Thank-you, finger food it is. Duh.


----------



## oldman (Apr 6, 2009)

Thank-you very much, that's tremendously helpful.


----------



## ed buchanan (May 29, 2006)

I did a party last week Airline chicken breast stuffed with fresh mango with a coconut and macadami nut veloute.. uest thought it was very good. Served it with polents wedge.:chef:

Airline Breast is a chicken breast, skin on , off the bone except for the small last joint of the wing, it is then slit with a pocket for the filling.


----------



## oldman (Apr 6, 2009)

Thanks, I will be googling many of those words to see just what that is. Making a veloute _could_ give me rock-star status. Just saying it is fun.


----------



## kyheirloomer (Feb 1, 2007)

>I've always enjoyed crab cakes, and remoulade. Do they go together? Could I serve that as a main dish <

Absolutely, OldMan, crab cakes and remoulade go together like ham and eggs. 

I usually take it a step further. The crab cakes are served on slices of fried green tomato, and the whole thing knapped with the remoulade. 

However, you might consider a variation of that for your appetizer course. Shape the crabcake mixture into balls (about 2 teaspoons makes a good size) and deep fry them. Then put a fancy toothpick in each, and sit them in a pool of the remoulade. Very tasty. And one-handed. I'd put these out with a selection of other finger-foods. Given the rest of your menu, you could go heavy on the seafood here: garlic shrimp (leave the tails on), oysters of any kind, seafood lollipops, etc. 

I would also pay attention to BDL's suggestion about developing a theme. Your goal should be to create a wow! factor not only with each course, but with the dinner as a whole. With a theme your guests not only exclaim over each dish, they point out to each other how each dish is tied in with all the others. 

With it still being essentially winter by you, I'd also consider a heartier soup. 

You seem to be gravitating towards chicken as the main course. Something that might work for you is to serve the main course as if it were a small-plates tasting, with a themed ingredient. Flatten your chicken breasts slightly, so they're all the same thickness. Then use cookie cutters to cut the breasts into shapes. Use a different pan-frying recipe for each one. You could, for instance, bread one shape with chickpea flour, and top it with black olive tapenade, sprinkle with gruyere shavings and finish under the broiler; etc. Your entree would then be "Chicken Three Ways---or Four Ways" or whatever you decide. If you go this route, be sure and include one version that consists of chicken stuffed with chicken, so you can use the scraps left behind by the cookie cutters. 
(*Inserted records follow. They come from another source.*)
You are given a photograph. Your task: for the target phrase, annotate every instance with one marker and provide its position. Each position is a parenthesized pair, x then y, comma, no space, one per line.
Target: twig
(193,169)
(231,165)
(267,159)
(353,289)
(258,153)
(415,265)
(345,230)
I have a great recipe that uses chicken breasts with mushrooms, meunster cheese and both white and red wine that would work with this multi-ways presentation. I'd be happy to share it with you.


----------



## dreed3 (Nov 24, 2008)

I'd like to get that recipe please! Sounds good...Maybe I need to throw a dinner party!!


----------



## dreed3 (Nov 24, 2008)

KYHeirloomer;261839 said:


> > If you go this route, be sure and include one version that consists of chicken stuffed with chicken, so you can use the scraps left behind by the cookie cutters. QUOTE]
> 
> without sounding really dumb.....HUH? chicken stuff chicken?


----------



## kyheirloomer (Feb 1, 2007)

*>I'd like to get that recipe please!<*

*No problem.*

*Chicken With Cheese & Mushrooms*

4 chicken breasts, skinned, boned, and slightly flattened to even their thickness
Seasoned flour
1 stick (half cup) butter, divided
2 tbls olive oil
½ cup dry white wine
2 tbls dry red wine
Salt & pepper.
12 white mushroom caps, strawed
4 slices Munster cheese

Dredge the prepared breasts in the seasoned flour, shaking off any excess. Saute them in a mixture of ½ stick butter and the olive oil, until browned and cooked through---about 4 minutes per side. Transfer the chicken to a shallow flameproof serving dish and keep warm.

Deglaze the pan with the white and red wines, stirring in any brown bits clinging to the bottom and sides. Simmer the mixture 3 minutes and add salt & pepper to taste. 

In a separate skillet sauté the strawed mushrooms in ½ stick butter until they are just cooked. Sprinkle with salt and pepper.

Top each chicken breast with a slice of Munster cheese. Divide the mushrooms over the chicken, and spoon the pan juices over the whole thing. Put the dish under a preheated broiler for about 3 minutes or until the cheese is melted and bubbly.


----------



## dreed3 (Nov 24, 2008)

just a quick technical question...define "strawed" for me? it says the mushroom caps should be strawed...i have a guess what it means, but would rather ask before jumping to conclusions


----------



## kyheirloomer (Feb 1, 2007)

>without sounding really dumb.....HUH? chicken stuff chicken? <

The only thing really dumb is having a question and not asking it. Don't ever put yourself down for not knowing something.

Anyway, yeah, you can stuff almost anything with itself, particularly in another form. For instance, take the chicken scraps I discussed below and turn them into a forcemeat. Use that to stuff the chicken breasts.


----------



## kyheirloomer (Feb 1, 2007)

>define "strawed"<

Sorry. You probably recognize the technique, if not the name.

Take the mushroom caps and slice them fairly thick. Lay a slice flat, and cut it into jullienne-like sticks. Those are the "straws."

You can skip that step and just use sliced mushrooms. But I feel the straws make a nicer presentation.


----------



## dreed3 (Nov 24, 2008)

yep, thats what i was thinking...just wante to clarify! Thanks man...i'm gonna give it a try!


----------